Originally, what is now the borough of Queens was 60 separate villages. These villages became Queens which was incorporated into New York City in 1898. In an effort to unify the streets across all these villages, someone came up with what many consider to be the most convoluted grid system in the universe.
In Queens, avenues run east and west and streets run north and south. Avenues have consecutive numbers, but often there are additional parallel streets in between the avenues that need to be called something, so they have been assigned the same numbers and called roads or drives, in that order.
So if there was a street between 65th and 66th Avenues, it would be called 65th Road. If there was another one, it would be called 65th Drive. Sometimes there are roads and drives between the avenues, sometimes there is only a road. Sometimes the avenues run consecutively with nothing in between. A destination that you originally thought was ten blocks away might be more like 30.
The same concept is applied to streets. If there is an additional street that needs naming between the consecutively numbered streets, they are called places and lanes. In some cases, streets aren’t even in numerical order. For example, if I walk from 99th Street where I grew up over to the next street, I hit 102nd Street. What happened to 100th and 101st Street? It’s across an expressway, several zip codes away. Easy Peasey.
Curved roads that are not parallel with either the avenues or the streets have numbers and are called crescents, courts or terraces. Addresses are hyphenated. The number before the hyphen is the cross street, and the number after the hyphen is the position on the block. For example, 62-38 99th Street is in the 38th position on 99th Street and has 62nd Avenue as the cross street. Note to native Queens residents. Don’t be impressed; I only recently learned all this from Wikipedia.
In some parts of the borough, there are stretches of named streets in between numbered ones, making this grid system pretty useless. These named streets were left over from the pre-grid days and retained by members of the community who thought the grid system was pretty lame. Several subway stations in the western part of Queens have retained the original street names, yet the corresponding street signs are numbers. Leave it to the MTA to mess with our heads by calling 46th Street Bliss Street Station and naming the stop at 33rd Street Rawson Street. The fancy schmancy section of Queens, Forest Hills Gardens, gave the finger to the grid system as well and retained their original names rather than numbers. Streets have names that follow the letters of the alphabet, something I can generally handle.
Below is a comparison of a map of a neighborhood in Queens versus one in Manhattan. Note the differences. For the Queens map, you can figure out where you are going by multiplying the distance by the square root of pi divided by 15, subtracting 2,982, and then adding 6.; this will get you to within 5 miles of your desired destination. To achieve the same task in Manhattan, all you have to be able to do is count.

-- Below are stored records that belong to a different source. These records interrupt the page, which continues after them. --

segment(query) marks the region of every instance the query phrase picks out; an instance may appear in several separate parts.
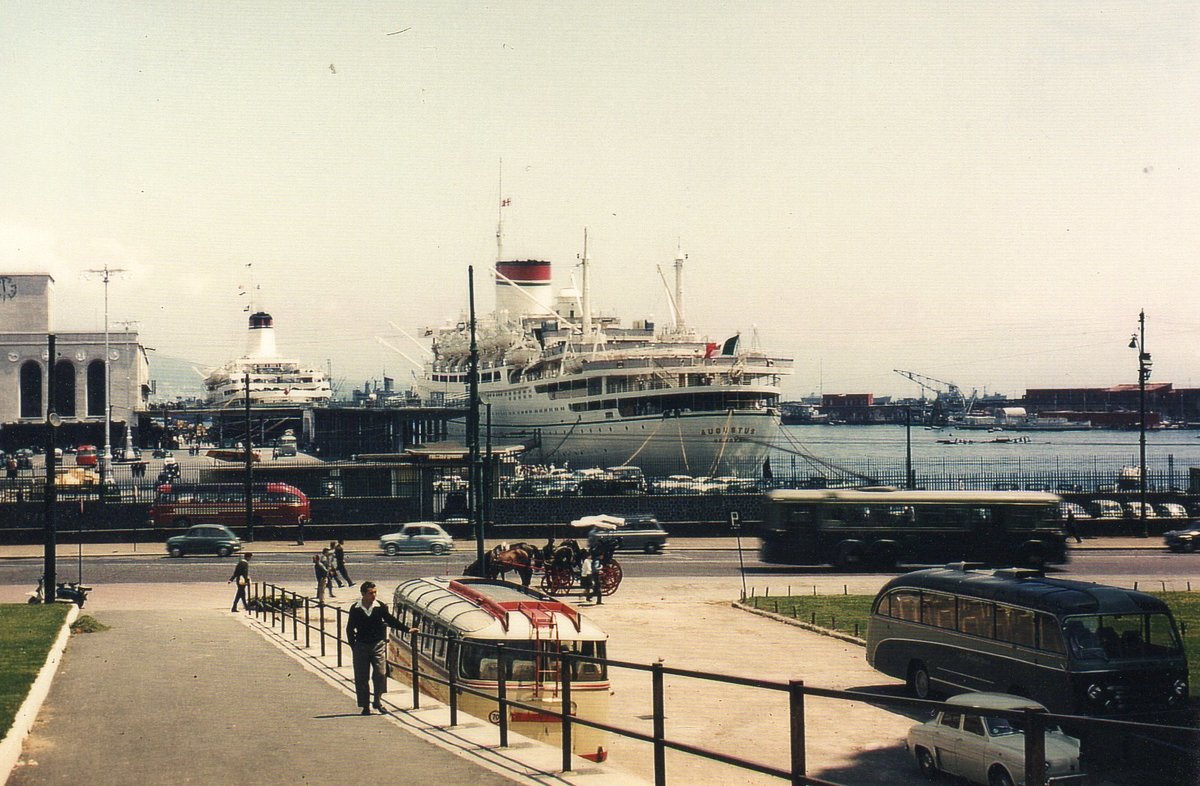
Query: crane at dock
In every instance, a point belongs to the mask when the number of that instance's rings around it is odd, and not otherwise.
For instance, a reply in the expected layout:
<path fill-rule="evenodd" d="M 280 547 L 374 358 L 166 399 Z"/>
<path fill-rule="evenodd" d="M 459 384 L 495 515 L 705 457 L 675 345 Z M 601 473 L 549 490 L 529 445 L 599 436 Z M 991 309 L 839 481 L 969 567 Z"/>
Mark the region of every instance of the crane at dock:
<path fill-rule="evenodd" d="M 904 371 L 894 368 L 892 371 L 900 376 L 910 379 L 921 386 L 921 400 L 925 400 L 925 392 L 933 393 L 933 413 L 931 420 L 936 424 L 945 424 L 950 417 L 961 417 L 971 414 L 971 408 L 975 405 L 975 398 L 979 391 L 972 391 L 971 397 L 967 398 L 962 392 L 962 388 L 953 382 L 946 382 L 941 379 L 924 374 L 918 374 L 915 371 Z"/>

The system is so convoluted that I can ask my mother, a resident of Queens for close to 50 years, to name the street or avenue two blocks over from her apartment and she cannot answer with 100% confidence.

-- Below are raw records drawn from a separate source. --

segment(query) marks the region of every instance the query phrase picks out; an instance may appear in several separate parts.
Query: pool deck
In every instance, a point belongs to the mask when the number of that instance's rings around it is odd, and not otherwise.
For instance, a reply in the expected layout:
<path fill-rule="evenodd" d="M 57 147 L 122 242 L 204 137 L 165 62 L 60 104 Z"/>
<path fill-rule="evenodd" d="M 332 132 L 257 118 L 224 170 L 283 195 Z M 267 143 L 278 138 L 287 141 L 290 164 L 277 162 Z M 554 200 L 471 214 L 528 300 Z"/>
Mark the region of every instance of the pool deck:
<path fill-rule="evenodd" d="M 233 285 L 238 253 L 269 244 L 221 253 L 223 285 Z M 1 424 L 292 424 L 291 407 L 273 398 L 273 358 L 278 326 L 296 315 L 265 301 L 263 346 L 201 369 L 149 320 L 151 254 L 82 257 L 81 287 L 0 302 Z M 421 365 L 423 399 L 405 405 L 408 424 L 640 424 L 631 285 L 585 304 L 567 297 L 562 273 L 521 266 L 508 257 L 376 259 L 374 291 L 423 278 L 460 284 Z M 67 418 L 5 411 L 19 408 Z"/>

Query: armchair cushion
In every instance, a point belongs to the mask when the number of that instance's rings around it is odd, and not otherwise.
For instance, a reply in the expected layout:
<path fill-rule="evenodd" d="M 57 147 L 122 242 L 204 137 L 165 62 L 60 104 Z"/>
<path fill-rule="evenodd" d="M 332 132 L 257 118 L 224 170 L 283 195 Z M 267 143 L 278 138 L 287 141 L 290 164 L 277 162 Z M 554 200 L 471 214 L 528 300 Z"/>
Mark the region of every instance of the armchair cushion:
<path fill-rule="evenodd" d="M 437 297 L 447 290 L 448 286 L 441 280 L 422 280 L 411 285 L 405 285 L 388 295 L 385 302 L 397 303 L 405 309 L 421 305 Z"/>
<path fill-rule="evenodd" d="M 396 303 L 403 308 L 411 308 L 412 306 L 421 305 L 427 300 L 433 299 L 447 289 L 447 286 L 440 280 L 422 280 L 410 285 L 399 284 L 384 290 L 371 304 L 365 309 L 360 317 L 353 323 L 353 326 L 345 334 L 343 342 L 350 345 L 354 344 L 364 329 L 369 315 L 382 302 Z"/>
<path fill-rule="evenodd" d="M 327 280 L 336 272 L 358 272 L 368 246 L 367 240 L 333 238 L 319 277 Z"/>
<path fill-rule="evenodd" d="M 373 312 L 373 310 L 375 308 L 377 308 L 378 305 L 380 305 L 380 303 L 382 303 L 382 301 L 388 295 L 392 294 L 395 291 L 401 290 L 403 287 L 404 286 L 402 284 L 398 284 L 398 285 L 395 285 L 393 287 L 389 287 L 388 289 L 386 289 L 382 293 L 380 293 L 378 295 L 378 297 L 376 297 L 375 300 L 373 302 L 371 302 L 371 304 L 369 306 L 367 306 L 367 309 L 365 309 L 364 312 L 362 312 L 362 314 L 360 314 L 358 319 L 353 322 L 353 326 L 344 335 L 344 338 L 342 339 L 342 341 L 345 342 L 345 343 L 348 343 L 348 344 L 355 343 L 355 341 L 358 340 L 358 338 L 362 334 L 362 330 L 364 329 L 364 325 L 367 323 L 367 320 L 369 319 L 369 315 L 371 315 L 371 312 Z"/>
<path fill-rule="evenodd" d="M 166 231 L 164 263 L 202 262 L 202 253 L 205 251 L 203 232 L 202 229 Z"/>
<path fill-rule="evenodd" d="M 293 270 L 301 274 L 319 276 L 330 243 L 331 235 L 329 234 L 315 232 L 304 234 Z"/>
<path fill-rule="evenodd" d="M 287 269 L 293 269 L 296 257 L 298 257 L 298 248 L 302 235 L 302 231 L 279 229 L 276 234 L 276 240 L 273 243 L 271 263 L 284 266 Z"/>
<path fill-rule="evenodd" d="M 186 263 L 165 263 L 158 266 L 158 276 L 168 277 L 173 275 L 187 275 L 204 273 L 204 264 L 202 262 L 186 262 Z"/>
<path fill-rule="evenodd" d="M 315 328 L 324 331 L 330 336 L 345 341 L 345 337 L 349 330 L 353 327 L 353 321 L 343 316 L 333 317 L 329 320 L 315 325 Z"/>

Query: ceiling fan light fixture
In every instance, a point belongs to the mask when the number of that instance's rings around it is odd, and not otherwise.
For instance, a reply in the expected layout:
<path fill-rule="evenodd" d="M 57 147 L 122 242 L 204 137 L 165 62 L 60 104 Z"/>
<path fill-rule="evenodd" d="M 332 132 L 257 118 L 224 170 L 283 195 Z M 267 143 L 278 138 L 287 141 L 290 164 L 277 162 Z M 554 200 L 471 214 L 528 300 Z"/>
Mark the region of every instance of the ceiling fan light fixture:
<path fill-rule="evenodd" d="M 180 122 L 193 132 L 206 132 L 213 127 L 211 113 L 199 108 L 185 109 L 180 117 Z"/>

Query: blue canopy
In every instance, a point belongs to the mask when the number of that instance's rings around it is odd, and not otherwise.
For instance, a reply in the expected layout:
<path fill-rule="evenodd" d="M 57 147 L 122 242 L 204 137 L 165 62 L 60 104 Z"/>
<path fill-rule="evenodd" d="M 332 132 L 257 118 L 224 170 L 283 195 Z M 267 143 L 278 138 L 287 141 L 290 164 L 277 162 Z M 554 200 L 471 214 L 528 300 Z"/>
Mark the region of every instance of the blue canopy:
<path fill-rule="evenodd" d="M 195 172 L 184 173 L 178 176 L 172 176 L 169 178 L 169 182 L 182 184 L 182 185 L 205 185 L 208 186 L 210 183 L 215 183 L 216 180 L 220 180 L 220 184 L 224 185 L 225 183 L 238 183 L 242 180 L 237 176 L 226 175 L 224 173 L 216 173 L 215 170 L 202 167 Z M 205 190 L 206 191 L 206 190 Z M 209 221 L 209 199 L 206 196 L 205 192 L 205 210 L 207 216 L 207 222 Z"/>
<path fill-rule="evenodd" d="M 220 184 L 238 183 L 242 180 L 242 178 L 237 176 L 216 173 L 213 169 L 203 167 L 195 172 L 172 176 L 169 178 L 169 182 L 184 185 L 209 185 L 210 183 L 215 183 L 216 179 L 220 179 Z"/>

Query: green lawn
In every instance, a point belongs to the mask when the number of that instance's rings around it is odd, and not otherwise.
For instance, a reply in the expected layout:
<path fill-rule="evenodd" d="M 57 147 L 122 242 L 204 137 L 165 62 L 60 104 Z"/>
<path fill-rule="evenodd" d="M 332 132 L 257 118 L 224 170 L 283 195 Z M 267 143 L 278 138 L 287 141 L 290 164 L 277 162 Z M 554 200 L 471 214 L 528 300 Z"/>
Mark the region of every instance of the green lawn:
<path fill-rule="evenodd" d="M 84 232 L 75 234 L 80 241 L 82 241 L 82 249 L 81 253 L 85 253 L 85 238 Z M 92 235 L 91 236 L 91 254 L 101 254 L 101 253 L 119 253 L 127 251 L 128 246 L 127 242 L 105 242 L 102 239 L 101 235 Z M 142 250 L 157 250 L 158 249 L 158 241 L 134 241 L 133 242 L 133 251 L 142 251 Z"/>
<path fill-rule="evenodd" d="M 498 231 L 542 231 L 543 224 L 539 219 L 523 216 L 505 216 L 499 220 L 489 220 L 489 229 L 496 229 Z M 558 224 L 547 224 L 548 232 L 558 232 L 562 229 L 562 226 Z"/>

As kids, we never said things like “meet me on the corner of 98th Street and 62nd Drive,” because no one knew where that was, even if it was just a block or two away. Instead we relied on landmarks as our meeting place and would say things like, “meet me in front of the drugstore; the one with the cashier with the 10 inch fingernails,” or “meet me under the Long Island Expressway at the place where my brother got mugged last week,” or meet me in front of that store that sells all the smelly cheese.” The only two streets that were ever referenced were Queens Boulevard (because the Boulevard of Death deserves that respect) and Austin Street because that was the high school equivalent of 5th Avenue in Manhattan.

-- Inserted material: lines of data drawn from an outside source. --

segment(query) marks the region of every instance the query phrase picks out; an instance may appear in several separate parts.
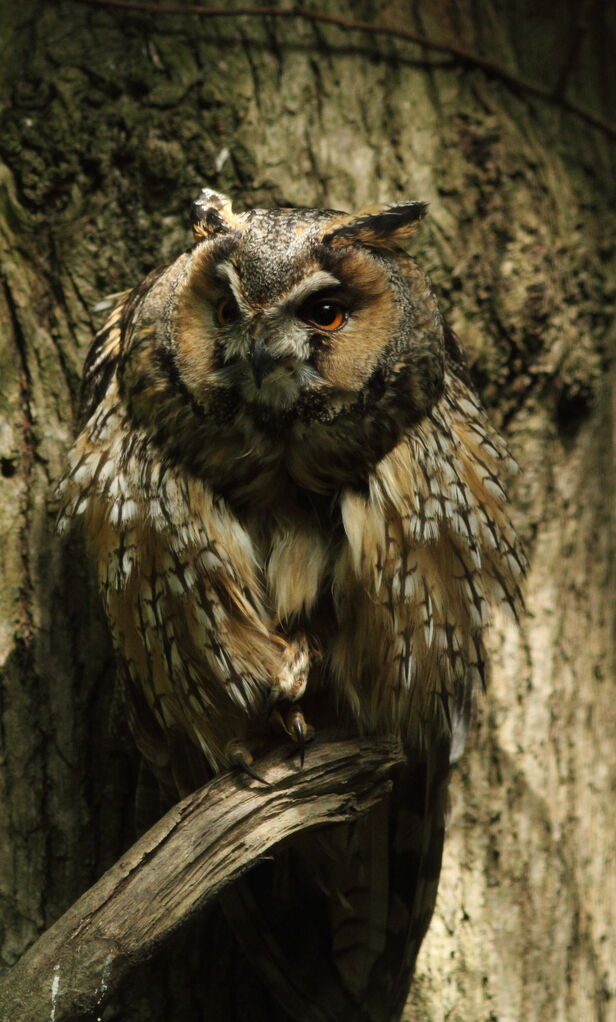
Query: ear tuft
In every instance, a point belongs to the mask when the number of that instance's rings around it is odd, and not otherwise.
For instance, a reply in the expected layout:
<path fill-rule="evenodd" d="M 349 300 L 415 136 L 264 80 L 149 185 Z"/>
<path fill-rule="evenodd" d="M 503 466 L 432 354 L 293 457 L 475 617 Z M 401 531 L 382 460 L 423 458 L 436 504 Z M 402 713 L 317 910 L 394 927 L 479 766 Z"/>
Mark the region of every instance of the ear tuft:
<path fill-rule="evenodd" d="M 226 234 L 237 226 L 231 199 L 211 188 L 204 188 L 199 198 L 193 202 L 190 220 L 197 241 Z"/>
<path fill-rule="evenodd" d="M 372 248 L 395 248 L 415 233 L 427 210 L 427 202 L 396 202 L 351 213 L 324 235 L 323 242 L 334 248 L 354 242 Z"/>

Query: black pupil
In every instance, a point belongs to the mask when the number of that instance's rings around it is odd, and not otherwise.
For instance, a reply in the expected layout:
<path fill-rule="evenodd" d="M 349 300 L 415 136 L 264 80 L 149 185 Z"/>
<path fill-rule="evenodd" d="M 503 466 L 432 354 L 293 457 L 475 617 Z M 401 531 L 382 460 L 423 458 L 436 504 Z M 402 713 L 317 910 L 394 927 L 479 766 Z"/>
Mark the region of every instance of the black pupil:
<path fill-rule="evenodd" d="M 310 319 L 319 326 L 329 326 L 338 315 L 339 308 L 334 302 L 315 302 L 310 309 Z"/>
<path fill-rule="evenodd" d="M 223 323 L 236 319 L 238 311 L 237 302 L 234 298 L 225 298 L 218 307 L 218 315 Z"/>

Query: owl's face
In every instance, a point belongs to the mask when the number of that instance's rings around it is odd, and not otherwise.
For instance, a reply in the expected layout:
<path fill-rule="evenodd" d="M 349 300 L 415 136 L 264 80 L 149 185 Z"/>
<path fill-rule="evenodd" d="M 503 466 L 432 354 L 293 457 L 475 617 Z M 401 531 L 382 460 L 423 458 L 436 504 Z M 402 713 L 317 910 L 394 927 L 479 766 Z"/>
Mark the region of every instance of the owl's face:
<path fill-rule="evenodd" d="M 262 225 L 257 221 L 255 226 L 248 226 L 228 257 L 216 260 L 215 246 L 214 252 L 204 252 L 208 262 L 214 256 L 206 318 L 208 342 L 217 357 L 203 384 L 234 388 L 246 405 L 272 410 L 292 408 L 310 392 L 352 391 L 357 383 L 353 361 L 358 361 L 361 322 L 369 305 L 380 300 L 388 319 L 396 318 L 385 289 L 373 287 L 369 295 L 362 294 L 326 252 L 317 256 L 313 239 L 306 237 L 313 232 L 292 239 L 277 253 L 274 246 L 264 247 Z M 242 265 L 249 272 L 243 274 Z M 346 373 L 335 360 L 346 362 Z M 373 361 L 369 348 L 361 361 L 363 376 Z"/>
<path fill-rule="evenodd" d="M 319 251 L 322 216 L 294 224 L 288 212 L 256 211 L 237 219 L 241 228 L 201 243 L 178 309 L 178 336 L 200 335 L 211 353 L 193 386 L 232 388 L 245 405 L 272 411 L 311 391 L 348 389 L 331 355 L 357 340 L 368 296 Z M 191 374 L 192 349 L 182 340 L 178 359 Z"/>
<path fill-rule="evenodd" d="M 224 404 L 257 421 L 323 423 L 385 401 L 421 417 L 442 388 L 443 328 L 399 243 L 424 213 L 407 202 L 358 216 L 234 214 L 203 192 L 197 245 L 133 309 L 133 370 L 151 384 L 154 361 L 204 413 Z"/>

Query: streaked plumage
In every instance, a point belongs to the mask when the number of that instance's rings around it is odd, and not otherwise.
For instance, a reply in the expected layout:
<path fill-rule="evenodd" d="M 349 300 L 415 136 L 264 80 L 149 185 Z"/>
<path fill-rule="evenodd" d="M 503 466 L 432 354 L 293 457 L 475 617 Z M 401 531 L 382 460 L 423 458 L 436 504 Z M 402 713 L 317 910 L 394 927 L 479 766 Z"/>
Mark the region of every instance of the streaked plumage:
<path fill-rule="evenodd" d="M 259 887 L 268 938 L 244 943 L 275 968 L 274 941 L 315 1019 L 399 1015 L 488 606 L 520 602 L 511 459 L 400 248 L 424 212 L 235 214 L 202 192 L 194 248 L 116 296 L 94 341 L 61 484 L 162 784 L 190 789 L 238 742 L 266 748 L 272 704 L 284 718 L 300 701 L 317 734 L 405 743 L 389 806 L 298 841 Z M 251 905 L 248 884 L 228 899 L 240 931 Z M 281 951 L 298 911 L 305 933 Z M 329 934 L 316 983 L 299 978 L 312 912 Z M 303 1018 L 284 971 L 277 996 Z"/>

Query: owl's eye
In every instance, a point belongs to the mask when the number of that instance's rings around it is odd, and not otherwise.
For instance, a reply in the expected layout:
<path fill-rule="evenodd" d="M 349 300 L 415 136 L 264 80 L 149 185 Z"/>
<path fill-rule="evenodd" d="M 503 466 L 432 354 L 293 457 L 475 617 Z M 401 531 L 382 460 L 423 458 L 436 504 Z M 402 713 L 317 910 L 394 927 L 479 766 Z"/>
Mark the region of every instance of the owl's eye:
<path fill-rule="evenodd" d="M 228 296 L 227 298 L 221 298 L 216 305 L 214 312 L 214 319 L 218 326 L 229 326 L 230 323 L 234 323 L 240 314 L 237 302 L 235 298 Z"/>
<path fill-rule="evenodd" d="M 319 330 L 338 330 L 348 319 L 348 310 L 336 298 L 309 298 L 299 310 L 301 319 Z"/>

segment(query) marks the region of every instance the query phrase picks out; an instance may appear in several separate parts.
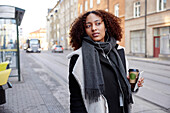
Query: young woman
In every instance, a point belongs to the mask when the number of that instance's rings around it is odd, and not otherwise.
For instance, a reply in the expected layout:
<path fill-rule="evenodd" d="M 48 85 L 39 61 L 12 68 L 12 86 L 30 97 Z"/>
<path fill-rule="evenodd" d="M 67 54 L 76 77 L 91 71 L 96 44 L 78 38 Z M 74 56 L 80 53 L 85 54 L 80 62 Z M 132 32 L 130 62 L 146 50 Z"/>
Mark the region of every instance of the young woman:
<path fill-rule="evenodd" d="M 95 10 L 78 17 L 70 30 L 68 57 L 71 113 L 129 113 L 133 103 L 127 79 L 120 19 Z M 142 86 L 143 79 L 138 86 Z"/>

When I moved to Manhattan, decades ago, being able to find my way around was like a breath of fresh air. I still marvel at the fact that 85th Street comes after 84th Street and Second Avenue is east of Third Avenue. When I return to Queens I will need to surround myself with the few geographically clairvoyant people I know from the borough who seem to have tackled this grid thing and can safely get me from point A to point B.